### Heroes Of Pymoli Data Analysis
* Of the 1163 active players, the vast majority are male (84%). There also exists, a smaller, but notable proportion of female players (14%).

* Our peak age demographic falls between 20-24 (44.8%) with secondary groups falling between 15-19 (18.60%) and 25-29 (13.4%).  
-----

### Note
* Instructions have been included for each segment. You do not have to follow them exactly, but they are included to help you think through the steps.

In [2]:
# Dependencies and Setup
import pandas as pd
import numpy as np
from IPython.display import display, HTML

# Raw data file
file_to_load = "Resources/purchase_data.csv"

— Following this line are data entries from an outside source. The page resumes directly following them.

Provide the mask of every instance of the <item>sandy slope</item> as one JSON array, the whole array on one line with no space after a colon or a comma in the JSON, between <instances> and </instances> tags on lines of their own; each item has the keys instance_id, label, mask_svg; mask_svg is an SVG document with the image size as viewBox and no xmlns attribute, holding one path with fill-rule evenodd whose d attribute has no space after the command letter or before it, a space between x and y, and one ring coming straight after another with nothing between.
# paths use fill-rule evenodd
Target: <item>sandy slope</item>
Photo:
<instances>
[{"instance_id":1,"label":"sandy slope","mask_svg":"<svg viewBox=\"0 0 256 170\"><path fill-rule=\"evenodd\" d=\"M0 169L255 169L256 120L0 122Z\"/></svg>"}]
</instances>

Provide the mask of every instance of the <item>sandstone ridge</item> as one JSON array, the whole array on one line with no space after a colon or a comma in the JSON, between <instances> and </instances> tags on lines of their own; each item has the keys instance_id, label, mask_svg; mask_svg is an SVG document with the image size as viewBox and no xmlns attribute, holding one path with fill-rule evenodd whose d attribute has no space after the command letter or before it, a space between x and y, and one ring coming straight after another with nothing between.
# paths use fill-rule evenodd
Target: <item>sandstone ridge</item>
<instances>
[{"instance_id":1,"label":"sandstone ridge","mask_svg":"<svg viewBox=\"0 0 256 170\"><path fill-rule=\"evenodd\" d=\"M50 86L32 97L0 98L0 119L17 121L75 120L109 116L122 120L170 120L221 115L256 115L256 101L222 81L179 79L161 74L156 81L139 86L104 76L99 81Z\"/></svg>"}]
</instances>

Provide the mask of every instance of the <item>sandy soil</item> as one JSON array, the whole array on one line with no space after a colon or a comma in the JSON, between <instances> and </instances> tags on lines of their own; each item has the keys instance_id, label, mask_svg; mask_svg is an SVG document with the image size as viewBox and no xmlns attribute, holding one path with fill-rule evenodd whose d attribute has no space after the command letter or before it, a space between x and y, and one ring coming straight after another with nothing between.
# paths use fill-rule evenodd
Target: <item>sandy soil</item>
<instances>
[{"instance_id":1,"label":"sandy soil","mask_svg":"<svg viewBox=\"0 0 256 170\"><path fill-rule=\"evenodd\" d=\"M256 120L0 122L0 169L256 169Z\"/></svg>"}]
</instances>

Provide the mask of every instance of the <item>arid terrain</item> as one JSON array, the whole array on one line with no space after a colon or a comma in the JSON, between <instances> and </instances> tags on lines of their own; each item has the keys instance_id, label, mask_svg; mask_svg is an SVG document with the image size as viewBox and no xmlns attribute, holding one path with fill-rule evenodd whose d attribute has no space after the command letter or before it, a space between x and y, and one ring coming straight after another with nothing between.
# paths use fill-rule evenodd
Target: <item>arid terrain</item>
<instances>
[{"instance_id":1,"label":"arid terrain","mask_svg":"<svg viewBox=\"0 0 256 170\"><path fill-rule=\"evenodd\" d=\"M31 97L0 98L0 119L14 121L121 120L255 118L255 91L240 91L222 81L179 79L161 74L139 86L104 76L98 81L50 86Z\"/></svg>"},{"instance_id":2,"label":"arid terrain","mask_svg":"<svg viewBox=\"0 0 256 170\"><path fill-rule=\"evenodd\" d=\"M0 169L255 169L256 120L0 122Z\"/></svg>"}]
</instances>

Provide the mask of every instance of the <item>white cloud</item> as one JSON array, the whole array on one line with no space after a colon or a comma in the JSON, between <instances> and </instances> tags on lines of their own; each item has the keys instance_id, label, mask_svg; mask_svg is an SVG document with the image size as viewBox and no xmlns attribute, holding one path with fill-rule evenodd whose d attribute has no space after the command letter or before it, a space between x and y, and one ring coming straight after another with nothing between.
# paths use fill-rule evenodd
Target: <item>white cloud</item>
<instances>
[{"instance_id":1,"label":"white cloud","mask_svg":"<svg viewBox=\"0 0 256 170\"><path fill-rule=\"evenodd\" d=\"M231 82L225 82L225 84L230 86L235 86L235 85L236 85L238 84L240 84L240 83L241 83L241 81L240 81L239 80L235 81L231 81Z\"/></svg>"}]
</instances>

# Read purchasing file and store into pandas data frame
purchase_data = pd.read_csv(file_to_load)
purchase_data.head()

Unnamed: 0,Purchase ID,SN,Age,Gender,Item ID,Item Name,Price
0,0,Lisim78,20,Male,108,"Extraction, Quickblade Of Trembling Hands",3.53
1,1,Lisovynya38,40,Male,143,Frenzied Scimitar,1.56
2,2,Ithergue48,24,Male,92,Final Critic,4.88
3,3,Chamassasya86,24,Male,100,Blindscythe,3.27
4,4,Iskosia90,23,Male,131,Fury,1.44


## Player Count

* Display the total number of players


In [3]:
players=len(purchase_data['SN'].unique())
Total_players = pd.DataFrame({'Total_Players' : [players]})
Total_players

Unnamed: 0,Total_Players
0,576


## Purchasing Analysis (Total)

* Run basic calculations to obtain number of unique items, average price, etc.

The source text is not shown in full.